After an hour, Scarlet returned inside. She smiled at Zoe. “Do you have horses?” she asked.

Zoe held up a tiny horse in each hand. “Just these.”

Scarlet nodded her head, her expression absent of condescension. “Better than that bull out there, that’s for sure.”

“Butch?” Cooper said. “He’s not a bad guy. He’s just sick of being cooped up in that pen. You’ve been feeding him, haven’t you?”

“He has hay,” Scarlet said, “and water. I’m worried he’s going to attract shufflers, though.”

“Attract what?” Cooper said, chuckling.

Scarlet glanced at me, and then back at Cooper, clearly taken off guard by the question. “Shufflers. I can’t call them zombies,” she said, rolling her eyes at the word. “Zombies are from Hollywood. Zombies aren’t real. Those things need a name that’s real.”

“Yeah, but shufflers?” Cooper said, making a face.

“They shuffle!” Scarlet said, mildly defensive.

The conversation had drawn the attention of the rest of the group, and everyone else was congregating in the living room, too.

“I’ve been calling them sick, or infected,” I said.

“Those things,” Ashley said.

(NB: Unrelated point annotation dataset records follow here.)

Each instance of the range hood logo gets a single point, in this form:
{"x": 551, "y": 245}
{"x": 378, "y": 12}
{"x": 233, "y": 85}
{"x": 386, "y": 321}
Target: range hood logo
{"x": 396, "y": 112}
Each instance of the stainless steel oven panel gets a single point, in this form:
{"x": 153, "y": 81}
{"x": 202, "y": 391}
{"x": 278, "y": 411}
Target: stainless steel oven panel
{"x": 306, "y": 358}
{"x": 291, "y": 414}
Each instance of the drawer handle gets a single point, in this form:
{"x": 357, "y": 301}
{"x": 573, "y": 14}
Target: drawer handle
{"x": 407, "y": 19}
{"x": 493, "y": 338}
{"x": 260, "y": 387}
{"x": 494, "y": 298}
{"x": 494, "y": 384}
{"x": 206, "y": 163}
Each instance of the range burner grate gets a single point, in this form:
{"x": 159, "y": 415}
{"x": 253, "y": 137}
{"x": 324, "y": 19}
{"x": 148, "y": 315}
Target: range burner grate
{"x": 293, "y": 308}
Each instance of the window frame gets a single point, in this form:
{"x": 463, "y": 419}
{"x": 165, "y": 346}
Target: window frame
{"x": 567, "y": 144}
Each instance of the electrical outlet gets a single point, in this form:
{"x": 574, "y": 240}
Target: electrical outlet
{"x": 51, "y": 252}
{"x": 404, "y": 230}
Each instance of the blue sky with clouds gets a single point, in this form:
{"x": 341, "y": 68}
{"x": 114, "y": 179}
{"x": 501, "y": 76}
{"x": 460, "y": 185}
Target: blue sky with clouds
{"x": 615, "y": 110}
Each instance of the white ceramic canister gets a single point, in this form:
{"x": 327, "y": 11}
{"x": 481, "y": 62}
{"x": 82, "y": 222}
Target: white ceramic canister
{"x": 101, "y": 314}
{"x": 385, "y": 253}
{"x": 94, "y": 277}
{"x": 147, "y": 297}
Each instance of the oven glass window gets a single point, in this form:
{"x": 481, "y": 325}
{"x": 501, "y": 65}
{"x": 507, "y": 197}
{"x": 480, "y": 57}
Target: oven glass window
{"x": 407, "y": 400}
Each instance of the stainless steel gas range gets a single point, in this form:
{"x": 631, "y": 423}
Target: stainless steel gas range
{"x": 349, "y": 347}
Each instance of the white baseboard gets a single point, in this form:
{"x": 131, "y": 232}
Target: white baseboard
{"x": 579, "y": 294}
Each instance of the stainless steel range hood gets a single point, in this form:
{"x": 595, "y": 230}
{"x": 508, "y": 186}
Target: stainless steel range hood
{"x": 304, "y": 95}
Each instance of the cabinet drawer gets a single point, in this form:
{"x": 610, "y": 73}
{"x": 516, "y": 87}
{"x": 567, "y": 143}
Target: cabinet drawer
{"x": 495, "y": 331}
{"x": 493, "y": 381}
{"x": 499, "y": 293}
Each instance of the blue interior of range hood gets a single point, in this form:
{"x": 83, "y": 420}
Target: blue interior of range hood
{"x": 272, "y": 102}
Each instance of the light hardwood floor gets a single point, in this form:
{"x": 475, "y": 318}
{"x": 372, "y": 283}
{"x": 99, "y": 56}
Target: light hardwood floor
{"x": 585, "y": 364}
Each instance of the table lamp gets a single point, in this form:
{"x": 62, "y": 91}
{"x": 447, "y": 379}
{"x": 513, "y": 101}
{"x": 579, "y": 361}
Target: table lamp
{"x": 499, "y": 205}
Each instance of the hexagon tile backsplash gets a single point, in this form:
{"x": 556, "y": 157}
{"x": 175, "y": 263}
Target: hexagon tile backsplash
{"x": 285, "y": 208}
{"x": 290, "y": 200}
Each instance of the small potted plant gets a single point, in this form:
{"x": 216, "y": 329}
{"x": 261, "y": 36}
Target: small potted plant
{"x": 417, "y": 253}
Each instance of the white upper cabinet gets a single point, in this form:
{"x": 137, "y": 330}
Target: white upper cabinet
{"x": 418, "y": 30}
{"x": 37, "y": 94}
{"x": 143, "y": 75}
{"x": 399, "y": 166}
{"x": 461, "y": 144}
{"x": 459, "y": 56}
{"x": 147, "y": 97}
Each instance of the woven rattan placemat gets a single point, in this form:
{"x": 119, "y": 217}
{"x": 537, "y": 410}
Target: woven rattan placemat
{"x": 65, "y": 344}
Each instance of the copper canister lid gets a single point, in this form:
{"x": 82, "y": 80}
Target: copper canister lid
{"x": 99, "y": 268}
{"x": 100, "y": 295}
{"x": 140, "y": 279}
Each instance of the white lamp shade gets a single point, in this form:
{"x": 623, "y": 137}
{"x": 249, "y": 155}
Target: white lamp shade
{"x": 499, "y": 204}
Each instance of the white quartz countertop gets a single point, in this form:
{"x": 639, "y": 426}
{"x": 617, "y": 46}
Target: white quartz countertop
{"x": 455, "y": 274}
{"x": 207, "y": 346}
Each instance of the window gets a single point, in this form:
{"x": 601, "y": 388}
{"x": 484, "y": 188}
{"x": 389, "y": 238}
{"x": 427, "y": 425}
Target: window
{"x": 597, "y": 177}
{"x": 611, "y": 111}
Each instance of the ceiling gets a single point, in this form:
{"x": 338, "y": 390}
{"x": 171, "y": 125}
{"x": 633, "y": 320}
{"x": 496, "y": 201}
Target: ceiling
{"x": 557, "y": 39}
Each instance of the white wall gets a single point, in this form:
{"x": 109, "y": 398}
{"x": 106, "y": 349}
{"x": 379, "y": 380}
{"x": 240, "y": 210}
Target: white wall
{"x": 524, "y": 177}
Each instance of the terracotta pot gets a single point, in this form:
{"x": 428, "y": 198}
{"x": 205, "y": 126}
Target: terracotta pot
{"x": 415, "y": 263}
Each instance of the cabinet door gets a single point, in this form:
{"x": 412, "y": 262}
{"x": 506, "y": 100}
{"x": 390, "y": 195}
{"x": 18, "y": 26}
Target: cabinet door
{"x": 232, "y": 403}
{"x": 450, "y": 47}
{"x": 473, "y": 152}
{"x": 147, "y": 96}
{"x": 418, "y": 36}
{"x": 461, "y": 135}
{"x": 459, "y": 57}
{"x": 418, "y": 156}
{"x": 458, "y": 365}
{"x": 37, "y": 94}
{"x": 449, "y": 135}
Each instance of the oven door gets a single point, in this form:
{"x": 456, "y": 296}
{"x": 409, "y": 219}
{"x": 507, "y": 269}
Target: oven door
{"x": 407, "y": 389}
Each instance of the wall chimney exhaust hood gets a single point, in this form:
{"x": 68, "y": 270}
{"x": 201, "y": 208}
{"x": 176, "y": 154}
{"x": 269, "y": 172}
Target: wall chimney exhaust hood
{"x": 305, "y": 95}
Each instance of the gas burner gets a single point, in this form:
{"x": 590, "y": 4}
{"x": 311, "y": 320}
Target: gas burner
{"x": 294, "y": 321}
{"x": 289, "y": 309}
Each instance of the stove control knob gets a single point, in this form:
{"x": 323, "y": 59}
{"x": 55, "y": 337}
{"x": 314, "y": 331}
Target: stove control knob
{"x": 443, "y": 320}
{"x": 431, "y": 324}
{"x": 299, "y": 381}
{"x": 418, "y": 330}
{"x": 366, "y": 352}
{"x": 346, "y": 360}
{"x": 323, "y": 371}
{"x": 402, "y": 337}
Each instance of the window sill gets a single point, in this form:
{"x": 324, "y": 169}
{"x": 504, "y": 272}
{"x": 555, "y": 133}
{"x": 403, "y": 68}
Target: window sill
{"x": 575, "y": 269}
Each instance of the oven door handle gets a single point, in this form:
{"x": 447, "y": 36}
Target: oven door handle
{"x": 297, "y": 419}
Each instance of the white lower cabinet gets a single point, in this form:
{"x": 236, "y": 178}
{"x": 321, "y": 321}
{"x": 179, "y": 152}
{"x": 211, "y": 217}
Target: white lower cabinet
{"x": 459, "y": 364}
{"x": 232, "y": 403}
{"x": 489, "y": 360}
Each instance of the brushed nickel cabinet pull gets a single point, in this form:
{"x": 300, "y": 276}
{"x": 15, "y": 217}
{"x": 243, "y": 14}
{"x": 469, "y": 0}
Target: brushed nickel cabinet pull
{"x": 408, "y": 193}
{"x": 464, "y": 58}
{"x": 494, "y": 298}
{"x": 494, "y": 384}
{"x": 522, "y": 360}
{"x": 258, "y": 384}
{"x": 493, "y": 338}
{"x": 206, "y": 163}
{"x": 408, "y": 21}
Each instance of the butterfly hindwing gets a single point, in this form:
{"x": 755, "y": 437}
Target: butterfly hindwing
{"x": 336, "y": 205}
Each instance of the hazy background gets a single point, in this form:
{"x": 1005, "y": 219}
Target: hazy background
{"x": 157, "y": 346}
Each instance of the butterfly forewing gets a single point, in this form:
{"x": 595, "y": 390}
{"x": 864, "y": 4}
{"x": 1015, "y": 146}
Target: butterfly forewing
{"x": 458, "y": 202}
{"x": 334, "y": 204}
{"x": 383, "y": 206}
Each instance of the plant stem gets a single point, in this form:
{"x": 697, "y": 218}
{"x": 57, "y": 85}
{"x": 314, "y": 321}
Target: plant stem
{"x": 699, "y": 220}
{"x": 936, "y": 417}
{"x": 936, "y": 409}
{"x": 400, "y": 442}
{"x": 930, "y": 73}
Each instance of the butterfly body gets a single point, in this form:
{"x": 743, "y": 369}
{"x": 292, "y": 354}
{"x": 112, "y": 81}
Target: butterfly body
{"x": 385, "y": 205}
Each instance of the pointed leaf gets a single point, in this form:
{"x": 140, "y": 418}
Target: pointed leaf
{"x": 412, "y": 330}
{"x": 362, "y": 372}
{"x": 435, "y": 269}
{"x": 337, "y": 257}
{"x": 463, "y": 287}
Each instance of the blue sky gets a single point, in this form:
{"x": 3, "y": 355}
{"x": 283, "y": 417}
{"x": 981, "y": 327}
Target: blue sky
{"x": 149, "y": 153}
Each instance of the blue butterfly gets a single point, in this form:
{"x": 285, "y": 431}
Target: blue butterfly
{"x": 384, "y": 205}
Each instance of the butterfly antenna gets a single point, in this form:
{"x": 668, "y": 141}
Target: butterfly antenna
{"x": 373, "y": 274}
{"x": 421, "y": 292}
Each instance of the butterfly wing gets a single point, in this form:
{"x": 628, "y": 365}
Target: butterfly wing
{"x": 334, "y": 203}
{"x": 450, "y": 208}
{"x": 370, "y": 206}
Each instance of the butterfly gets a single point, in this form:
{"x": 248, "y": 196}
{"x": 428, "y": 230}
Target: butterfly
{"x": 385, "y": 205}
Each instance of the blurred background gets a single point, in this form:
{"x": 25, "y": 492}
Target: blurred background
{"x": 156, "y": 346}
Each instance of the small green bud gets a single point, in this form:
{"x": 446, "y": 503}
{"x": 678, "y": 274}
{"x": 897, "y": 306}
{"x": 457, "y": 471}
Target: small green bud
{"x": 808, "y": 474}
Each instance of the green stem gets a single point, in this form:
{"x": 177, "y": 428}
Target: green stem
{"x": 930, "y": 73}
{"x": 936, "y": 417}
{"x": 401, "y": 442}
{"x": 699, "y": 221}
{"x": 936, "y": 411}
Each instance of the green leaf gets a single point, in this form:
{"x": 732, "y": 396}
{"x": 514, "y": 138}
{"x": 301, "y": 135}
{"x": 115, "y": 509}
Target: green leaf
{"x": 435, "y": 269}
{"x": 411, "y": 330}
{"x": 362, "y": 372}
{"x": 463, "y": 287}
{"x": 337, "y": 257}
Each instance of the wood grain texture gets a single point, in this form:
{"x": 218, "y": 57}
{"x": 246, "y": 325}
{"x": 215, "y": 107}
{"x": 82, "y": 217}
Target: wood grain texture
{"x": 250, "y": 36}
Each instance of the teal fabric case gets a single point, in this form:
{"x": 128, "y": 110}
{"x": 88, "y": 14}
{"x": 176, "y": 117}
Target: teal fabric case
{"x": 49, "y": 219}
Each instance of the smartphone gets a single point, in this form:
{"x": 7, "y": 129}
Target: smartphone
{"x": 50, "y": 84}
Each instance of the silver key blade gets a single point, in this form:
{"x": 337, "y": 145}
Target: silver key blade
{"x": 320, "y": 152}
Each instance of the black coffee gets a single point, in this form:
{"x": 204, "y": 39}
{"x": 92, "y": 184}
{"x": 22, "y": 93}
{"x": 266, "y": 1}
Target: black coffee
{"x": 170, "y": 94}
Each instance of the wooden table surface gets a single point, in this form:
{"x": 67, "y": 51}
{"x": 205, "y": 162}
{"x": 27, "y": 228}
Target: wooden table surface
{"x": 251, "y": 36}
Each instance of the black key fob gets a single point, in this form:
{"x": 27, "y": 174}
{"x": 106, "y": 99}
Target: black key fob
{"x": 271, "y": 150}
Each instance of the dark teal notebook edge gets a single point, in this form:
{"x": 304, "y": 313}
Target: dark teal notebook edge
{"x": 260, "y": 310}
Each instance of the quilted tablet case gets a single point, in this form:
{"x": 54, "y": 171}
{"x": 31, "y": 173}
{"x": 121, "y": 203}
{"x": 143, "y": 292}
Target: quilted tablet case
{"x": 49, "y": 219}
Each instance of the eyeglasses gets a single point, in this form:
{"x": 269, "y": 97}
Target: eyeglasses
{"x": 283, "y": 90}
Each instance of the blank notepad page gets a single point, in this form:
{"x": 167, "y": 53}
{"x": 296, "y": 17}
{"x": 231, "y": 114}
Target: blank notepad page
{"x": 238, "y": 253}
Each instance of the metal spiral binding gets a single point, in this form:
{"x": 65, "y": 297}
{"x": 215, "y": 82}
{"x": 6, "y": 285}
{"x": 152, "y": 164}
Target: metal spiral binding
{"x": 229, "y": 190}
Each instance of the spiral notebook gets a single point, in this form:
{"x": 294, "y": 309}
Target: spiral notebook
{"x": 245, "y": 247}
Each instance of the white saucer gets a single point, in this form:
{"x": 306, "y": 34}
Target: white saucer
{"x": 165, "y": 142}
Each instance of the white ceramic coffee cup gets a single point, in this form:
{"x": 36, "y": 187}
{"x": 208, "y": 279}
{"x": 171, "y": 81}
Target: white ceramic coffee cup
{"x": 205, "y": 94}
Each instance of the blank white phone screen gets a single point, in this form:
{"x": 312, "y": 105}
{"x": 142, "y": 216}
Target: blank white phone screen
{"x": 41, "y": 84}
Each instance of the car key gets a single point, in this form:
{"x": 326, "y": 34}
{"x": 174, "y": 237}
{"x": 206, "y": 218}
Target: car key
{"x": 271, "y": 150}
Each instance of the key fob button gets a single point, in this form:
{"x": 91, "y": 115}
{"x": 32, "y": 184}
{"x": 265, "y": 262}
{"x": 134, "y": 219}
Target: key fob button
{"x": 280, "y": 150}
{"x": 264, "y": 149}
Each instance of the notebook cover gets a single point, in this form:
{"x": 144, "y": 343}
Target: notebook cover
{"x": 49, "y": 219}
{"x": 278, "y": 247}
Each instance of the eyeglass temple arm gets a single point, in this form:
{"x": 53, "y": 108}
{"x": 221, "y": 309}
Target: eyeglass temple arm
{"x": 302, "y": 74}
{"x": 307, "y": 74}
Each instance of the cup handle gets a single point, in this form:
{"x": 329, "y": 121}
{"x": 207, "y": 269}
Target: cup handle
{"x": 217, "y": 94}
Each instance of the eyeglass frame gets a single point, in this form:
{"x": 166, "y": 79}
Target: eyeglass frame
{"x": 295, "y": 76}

Everyone craned their neck in her direction. She shrugged. “That’s what I call them: those things.”

Miranda crossed her arms. “I can’t call them zombies, either. I call them dead ones.”

“Biters,” Joey said.

“I like biters,” Miranda said, nodding.

“Well, I like shufflers. They shuffle,” Scarlet said.

Joey laughed once without humor. “They also bite.”

Scarlet frowned, but everyone seemed to be amused with the conversation.

“I think we should call them cows,” Zoe said, still playing with her horses. “They sound like cows.”

I laughed. “They groan.”

“Hmmm . . . ,” Zoe said, thinking very hard. “What about ted? It rhymes with dead. ‘Oh, no! There is a ted! Hide! Run, Cooper! Shoot the ted, Scarlet!’ ” She made all sorts of faces while she acted out the different scenarios in which we might yell ted. Everyone was smiling, everyone but Scarlet.

“Why me? Why do I have to shoot the ted?” Scarlet asked.

“Because you’re the best shot,” Zoe said.

“I like you,” Scarlet said, smiling only with her eyes.

“I like you, too,” Zoe replied.

Scarlet lifted her arms and let them fall to her thighs. “All right, I’m sold on ted. Anyone disagree?”

Everyone shook their heads.

“Good choice, Zoe,” Cooper said.

Zoe smiled wider than I’d seen in years, and in that moment, it was easy to believe everything was going to be okay.